Using `WordCloud` from [wordcloud library](https://github.com/amueller/word_cloud), create a word cloud for each topic, based on the already prepared word dicts.

Then show the wordcloud with `plt.imshow(your_wordcloud)`

In [None]:
def create_wordcloud(t_id, words_dict):
    # Create a WordCloud object
    wc = WordCloud(background_color='white')
    wc.generate_from_frequencies(words_dict)

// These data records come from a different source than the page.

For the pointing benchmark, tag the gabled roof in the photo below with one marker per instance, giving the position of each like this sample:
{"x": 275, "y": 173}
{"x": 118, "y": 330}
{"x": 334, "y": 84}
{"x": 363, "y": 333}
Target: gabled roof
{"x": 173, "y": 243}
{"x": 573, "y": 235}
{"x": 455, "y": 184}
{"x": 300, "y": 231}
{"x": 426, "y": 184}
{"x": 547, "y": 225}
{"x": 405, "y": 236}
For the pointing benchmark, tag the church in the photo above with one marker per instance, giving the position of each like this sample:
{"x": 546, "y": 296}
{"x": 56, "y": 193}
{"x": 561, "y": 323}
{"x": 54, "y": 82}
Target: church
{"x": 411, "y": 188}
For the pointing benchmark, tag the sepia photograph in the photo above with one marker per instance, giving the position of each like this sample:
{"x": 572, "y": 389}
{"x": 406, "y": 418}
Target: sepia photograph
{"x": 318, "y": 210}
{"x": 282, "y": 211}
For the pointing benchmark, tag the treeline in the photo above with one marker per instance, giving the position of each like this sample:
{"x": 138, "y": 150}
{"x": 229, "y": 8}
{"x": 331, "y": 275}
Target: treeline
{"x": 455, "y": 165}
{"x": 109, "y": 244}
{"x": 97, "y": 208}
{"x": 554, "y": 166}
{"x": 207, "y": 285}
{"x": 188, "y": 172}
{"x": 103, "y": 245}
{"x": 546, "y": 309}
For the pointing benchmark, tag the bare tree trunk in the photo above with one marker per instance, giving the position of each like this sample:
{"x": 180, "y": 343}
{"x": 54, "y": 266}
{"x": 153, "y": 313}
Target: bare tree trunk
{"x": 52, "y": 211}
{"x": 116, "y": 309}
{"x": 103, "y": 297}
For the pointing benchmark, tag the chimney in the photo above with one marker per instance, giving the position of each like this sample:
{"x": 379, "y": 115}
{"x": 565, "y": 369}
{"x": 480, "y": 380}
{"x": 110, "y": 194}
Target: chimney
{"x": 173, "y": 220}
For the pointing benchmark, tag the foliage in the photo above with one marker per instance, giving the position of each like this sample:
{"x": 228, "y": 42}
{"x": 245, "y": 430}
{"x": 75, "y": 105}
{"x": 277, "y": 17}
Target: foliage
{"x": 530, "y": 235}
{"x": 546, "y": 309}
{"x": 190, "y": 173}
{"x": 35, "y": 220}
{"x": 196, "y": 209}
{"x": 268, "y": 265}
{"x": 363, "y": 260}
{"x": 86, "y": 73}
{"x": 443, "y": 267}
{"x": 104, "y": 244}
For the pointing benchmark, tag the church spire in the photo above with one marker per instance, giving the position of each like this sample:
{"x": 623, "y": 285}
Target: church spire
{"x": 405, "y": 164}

    # Display the generated word cloud
    plt.figure(figsize=(10, 4))
    plt.imshow(wc, interpolation='bilinear')
    plt.axis('off')
    plt.title(f'\n\nTopic {t_id+1}\n')
    plt.show()

In [None]:
#Visualize the topics using word clouds, one for each topic

for topic_id, topic in enumerate(topics):
    # Process each formatted topic string
    # Extracts word and weight (probability), converts weight to float and collects in dict
    words_dict = {word: float(weight) for weight, word in 
                  [tuple(word_prob.split('*')) for word_prob in topic[1].split(' + ')]}
    words_dict = {key.strip('"'): value for key, value in words_dict.items()}

    #print(words_dict)
    #print()

    create_wordcloud(topic_id, words_dict)

### Task #3

*Task*: Discuss the meaningfulness of the results

* Do the resulting topics make sense? Are they useful?
* Does the (bag-of-words) approach result in a good understanding/split of the statements?